The manufacture of components for lightwave transmission via glass fibers is emerging as a natural and significant part of semiconductor work. For example, to receive light from a fiber, an avalanche photodiode (APD) is often formed in a silicon chip and utilized to convert such light to electrical pulses. Unfortunately, such components are so miniature and difficult to manipulate that coupling the output from a fiber to the input of a diode is a challenging task.
In a convenient coupling technique, the light emitting end of a fiber is slipped into a bore in a guide having a body typically about 1/8 inch in diameter and length.
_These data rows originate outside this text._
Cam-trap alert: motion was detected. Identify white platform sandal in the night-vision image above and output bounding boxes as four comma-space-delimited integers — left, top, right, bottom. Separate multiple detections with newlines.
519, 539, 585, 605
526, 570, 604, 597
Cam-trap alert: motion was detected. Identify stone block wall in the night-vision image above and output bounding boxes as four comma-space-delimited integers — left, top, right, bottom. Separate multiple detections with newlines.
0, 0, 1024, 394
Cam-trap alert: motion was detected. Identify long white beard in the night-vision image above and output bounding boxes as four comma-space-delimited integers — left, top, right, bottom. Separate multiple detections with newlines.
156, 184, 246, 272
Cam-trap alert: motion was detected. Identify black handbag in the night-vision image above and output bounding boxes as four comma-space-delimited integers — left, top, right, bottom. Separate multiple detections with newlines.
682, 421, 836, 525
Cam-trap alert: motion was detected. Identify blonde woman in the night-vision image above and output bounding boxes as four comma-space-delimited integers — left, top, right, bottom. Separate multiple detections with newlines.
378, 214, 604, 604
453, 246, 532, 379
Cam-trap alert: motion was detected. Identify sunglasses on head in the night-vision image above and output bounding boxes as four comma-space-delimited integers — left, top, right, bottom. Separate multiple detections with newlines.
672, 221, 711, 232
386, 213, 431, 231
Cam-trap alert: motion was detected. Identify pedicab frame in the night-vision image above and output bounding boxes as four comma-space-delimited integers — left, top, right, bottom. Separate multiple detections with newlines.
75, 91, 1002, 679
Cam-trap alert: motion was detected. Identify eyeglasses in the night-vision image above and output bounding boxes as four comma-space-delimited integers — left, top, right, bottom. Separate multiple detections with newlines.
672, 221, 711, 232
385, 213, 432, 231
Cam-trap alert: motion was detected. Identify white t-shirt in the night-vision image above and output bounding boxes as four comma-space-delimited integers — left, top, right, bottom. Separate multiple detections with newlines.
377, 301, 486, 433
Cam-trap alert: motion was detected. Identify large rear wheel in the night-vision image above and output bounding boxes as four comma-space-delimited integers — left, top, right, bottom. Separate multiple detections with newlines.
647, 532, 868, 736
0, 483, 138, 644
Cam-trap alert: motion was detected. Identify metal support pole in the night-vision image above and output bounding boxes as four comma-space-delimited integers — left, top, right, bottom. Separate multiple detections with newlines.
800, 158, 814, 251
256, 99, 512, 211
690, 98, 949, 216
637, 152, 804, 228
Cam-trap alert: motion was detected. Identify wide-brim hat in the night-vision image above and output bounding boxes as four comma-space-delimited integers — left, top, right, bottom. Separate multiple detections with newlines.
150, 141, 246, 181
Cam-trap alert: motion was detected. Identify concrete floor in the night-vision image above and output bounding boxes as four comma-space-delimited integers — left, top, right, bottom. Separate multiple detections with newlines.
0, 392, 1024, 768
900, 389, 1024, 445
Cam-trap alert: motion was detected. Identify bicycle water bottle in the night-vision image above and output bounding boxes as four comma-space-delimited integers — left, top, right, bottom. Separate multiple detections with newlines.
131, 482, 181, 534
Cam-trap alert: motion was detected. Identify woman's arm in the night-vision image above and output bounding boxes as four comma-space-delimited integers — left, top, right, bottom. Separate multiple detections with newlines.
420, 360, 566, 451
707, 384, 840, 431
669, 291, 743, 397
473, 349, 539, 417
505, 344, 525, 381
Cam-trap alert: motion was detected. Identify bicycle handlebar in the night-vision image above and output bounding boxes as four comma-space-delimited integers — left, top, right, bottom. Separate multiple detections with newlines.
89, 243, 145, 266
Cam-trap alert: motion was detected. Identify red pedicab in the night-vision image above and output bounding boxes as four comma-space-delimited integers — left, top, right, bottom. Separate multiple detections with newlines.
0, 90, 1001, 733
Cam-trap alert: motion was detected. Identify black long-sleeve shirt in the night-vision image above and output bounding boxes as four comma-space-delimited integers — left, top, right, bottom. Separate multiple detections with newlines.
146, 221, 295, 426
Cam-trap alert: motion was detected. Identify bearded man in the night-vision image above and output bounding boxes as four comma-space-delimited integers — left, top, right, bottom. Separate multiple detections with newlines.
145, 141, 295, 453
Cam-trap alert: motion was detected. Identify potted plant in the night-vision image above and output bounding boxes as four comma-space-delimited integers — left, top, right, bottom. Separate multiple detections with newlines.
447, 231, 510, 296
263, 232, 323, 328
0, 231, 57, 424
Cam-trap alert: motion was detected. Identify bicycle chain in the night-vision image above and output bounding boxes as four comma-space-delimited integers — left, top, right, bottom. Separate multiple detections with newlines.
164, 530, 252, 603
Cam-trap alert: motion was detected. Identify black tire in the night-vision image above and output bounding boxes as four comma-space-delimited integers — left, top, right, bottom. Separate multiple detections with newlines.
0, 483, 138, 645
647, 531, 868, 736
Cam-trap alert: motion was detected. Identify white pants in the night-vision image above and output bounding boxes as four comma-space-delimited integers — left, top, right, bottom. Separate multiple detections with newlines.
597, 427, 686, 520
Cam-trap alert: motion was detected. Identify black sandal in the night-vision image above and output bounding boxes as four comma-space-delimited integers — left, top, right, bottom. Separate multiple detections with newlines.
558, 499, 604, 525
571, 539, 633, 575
Prior thereto, at the opposite end of the body, a disc-like stud is installed having an APD chip mounted thereon which faces toward the bore. When the stud is carefully installed with the APD in proper position and the guide is slipped over the end of a fiber, light emitted therefrom impinges upon and operates the APD. A problem is to accurately align the APD to the bore because the APD has a microscopically small target area and the bore is correspondingly small.
It will be appreciated that an operator substantially obscures one end of a guide while aligning a stud thereto leaving only an opposite, fiber-receiving end for observing the alignment. Moreover, to properly guide a glass fiber the bore is made so small that one can barely discern it with the naked eye. Furthermore, it is difficult to look through the bore with a microscope to align an APD because one observes the bore and the target area in varying shades of grey.
Accordingly, it is desirable to develop new and improved expedients for aligning a workpiece to a body having a bore. It is further desirable to align a workpiece having a microscopically small target to a correspondingly minute bore in a small body.